$\mathbb{E}(\xi_i^2)<\infty$,
$\xi_i \in \mathcal{F}_{t_i}$,
$B(t)$is a brownian motion,
how to prove $\xi_i^2 (B(t_{i+1})-B(t_i))^2$ is integrable?
where 0< $t_1$ < $t_2$ <......<$t_{n-1}$ <$t_{n}$ < t ,
my tries: $\mathbb{E}(\xi_i^2 (B(t_{i+1})-B(t_i))^2=\mathbb{E}(\mathbb{E}(\xi_i^2 (B(t_{i+1})-B(t_i))^2|\mathcal{F}_{t_i}))$=$\mathbb{E}(\xi_i^2) (t_{i+1}-t_i)$,
then $\sum_{i=1}^\infty \mathbb{E}(\xi_i^2) (t_{i+1}-t_i)=t\mathbb{E}(\xi_i^2 )$
RHS<$\infty$,
can I say the $\xi_i^2 (B(t_{i+1})-B(t_i))^2$ is integrable? or there is a regular routine to prove the variable is integrable?
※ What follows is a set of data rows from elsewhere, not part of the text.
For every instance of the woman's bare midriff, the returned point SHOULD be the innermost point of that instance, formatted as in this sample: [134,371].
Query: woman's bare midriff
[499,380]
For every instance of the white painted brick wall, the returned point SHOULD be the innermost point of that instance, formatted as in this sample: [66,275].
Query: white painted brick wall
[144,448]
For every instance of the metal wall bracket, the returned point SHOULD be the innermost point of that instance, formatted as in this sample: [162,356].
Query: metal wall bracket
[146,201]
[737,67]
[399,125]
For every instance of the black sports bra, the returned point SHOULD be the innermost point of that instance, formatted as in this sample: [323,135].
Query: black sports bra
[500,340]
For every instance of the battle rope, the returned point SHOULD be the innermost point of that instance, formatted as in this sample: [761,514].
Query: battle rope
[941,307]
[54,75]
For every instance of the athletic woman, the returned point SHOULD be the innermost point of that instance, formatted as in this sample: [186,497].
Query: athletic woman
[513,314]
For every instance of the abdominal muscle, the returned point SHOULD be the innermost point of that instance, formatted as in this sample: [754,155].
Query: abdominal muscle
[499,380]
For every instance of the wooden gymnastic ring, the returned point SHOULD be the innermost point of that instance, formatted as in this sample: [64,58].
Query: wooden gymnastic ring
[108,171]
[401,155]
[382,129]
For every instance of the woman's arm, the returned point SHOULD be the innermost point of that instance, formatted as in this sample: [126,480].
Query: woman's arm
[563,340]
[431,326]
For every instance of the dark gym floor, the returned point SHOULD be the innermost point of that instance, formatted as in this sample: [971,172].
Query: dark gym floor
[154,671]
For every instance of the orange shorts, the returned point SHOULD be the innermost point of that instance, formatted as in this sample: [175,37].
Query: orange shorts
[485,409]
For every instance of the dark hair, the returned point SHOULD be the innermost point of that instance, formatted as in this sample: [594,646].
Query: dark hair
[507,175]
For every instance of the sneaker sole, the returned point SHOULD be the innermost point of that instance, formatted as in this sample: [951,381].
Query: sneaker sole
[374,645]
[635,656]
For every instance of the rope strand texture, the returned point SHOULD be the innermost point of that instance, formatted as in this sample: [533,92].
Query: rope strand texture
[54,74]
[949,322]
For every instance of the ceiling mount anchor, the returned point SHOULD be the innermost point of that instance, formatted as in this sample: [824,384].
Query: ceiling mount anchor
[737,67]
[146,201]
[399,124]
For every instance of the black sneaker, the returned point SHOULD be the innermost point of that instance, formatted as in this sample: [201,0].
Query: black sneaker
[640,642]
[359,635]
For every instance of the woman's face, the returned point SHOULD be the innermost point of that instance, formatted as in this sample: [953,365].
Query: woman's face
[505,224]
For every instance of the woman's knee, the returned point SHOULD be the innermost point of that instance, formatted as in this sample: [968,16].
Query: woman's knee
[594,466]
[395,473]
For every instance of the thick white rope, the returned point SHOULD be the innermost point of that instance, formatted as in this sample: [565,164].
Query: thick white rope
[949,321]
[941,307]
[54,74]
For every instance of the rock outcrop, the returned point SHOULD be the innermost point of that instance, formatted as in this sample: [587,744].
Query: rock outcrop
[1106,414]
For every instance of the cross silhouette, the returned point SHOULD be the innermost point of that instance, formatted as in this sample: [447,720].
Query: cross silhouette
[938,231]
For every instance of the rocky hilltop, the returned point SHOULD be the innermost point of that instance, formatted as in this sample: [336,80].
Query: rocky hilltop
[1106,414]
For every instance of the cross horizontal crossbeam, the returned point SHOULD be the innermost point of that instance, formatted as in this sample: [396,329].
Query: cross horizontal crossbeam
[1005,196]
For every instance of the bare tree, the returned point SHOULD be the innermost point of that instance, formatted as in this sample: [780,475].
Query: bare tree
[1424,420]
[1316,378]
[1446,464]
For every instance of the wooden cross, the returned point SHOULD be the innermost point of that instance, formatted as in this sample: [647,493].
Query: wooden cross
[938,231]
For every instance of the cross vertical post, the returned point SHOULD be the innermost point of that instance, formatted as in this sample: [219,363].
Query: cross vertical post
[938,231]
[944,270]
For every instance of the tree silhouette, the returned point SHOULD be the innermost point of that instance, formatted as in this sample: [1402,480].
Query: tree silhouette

If $X$ and $Y$ are integrable and independent then $XY$ is integrable and $XY=EXEY$. All you need is to observe that $B(t_{i+1})-B(t_i)$ is independent of $\mathcal F_{t_i}$ which makes $\xi_i^{2}$ and $(B(t_{i+1})-B(t_i))^{2}$ independent.